Il prezzo del piombo e i fattori di fluttuazione
Il piombo è generalmente proposto dai ferraioli e viene quotato alla borsa dei metalli. Non è quindi sorprendente affermare che il piombo figura tra i metalli di uso comune più costosi, come il rame, l’alluminio o ancora la ghisa. Il suo prezzo varia da un ferraio all’altro, ma in generale viene proposto a 1 euro/kg.
Il prezzo di vendita del piombo conosce inoltre un aumento. Le statistiche prevedono un incremento dei prezzi da 400 a 3 665 dollari per tonnellata durante l’ultimo decennio. Si nota che questo aumento è da attribuire alla chiusura di numerose grandi fabbriche e raffinerie, ma anche all’aumento delle esigenze della Cina in termini di produzione di batterie.
Il corso del piombo

Il corso del piombo dipende in gran parte dal corso degli altri metalli. Infatti, i minerali contengono generalmente meno del 10% di piombo. Solo dopo una concentrazione o per frantumazione mediante schiumaggio o flottazione se ne trova oltre il 70%. Il solfuro arrostito permette di ottenere un ossido di piombo, una combinazione di silicati e solfati, ma anche altri metalli contenuti nel minerale.

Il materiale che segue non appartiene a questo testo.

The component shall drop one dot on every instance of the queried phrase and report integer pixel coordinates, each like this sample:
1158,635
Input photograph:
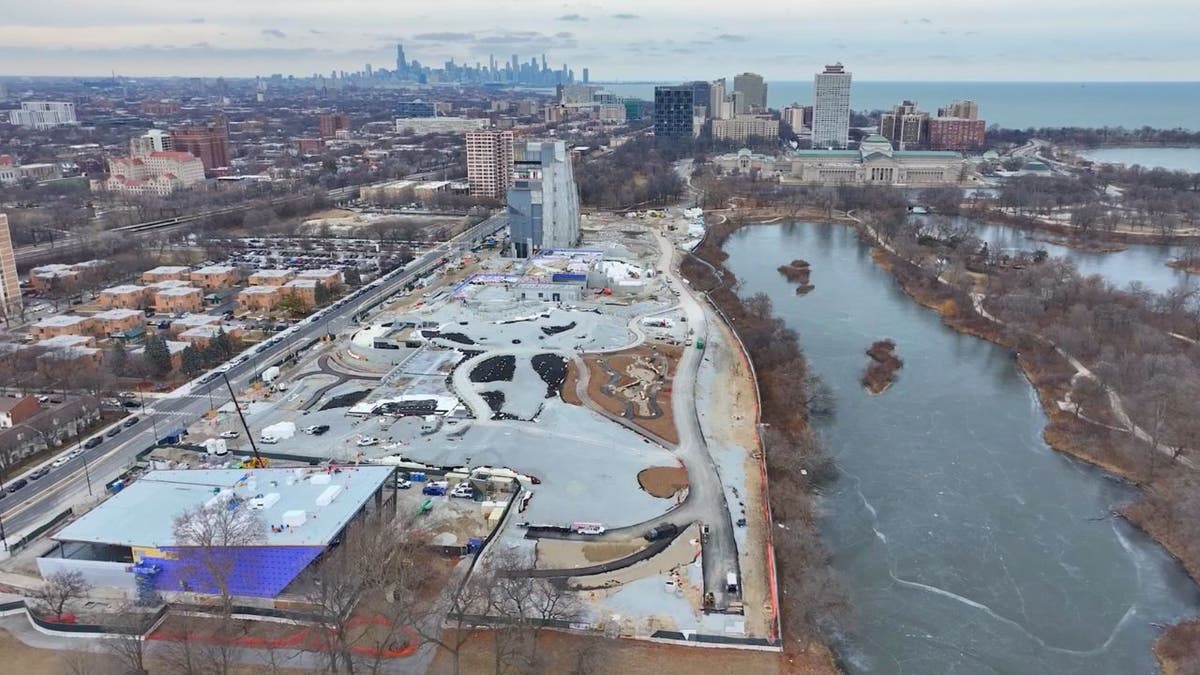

L’ossido di piombo derivante dal solfuro viene poi reintrodotto in un forno a coke affinché il metallo puro possa essere estratto. Inoltre, è possibile trattare i rifiuti che contengono bismuto, zinco, rame e cadmio.
Il procedimento di Betts consiste nel fondere il piombo dabs un elettrolita allo scopo di ottenere piombo di buona qualità. Inoltre, conviene notare che questo procedimento ricorre a catodi di piombo puro e anodi di piombo impuro in un elettrolita di fluoruro di silice.
Utilizzo del piombo

Il piombo si ritrova in diversi ambiti di applicazione, in particolare nelle saldature; nella fabbricazione di batterie al piombo-acido e di cartucce per armi da fuoco; nella costruzione di edifici e come scudo contro le radiazioni. La sua forte resistenza alla corrosione e la sua elevata densità ne consentono l’utilizzo per numerose applicazioni, in particolare per la realizzazione di zavorre per scafi di barche a vela.
Infatti, la sua densità permette di contrastare l’effetto di inclinazione delle vele. Inoltre, dato che manifesta una grande resistenza alla corrosione, il piombo è adatto agli impieghi all’aperto, ma anche alle costruzioni sottomarine o che entrano in contatto con l’acqua.
Anche se il corso del piombo è relativamente basso, rimane il fatto che la domanda è molto elevata, e ciò in tutti i settori. Infine, conviene ricordare che la sostanza è molto nociva per l’organismo, il che implica che è necessaria una certa vigilanza durante il suo utilizzo.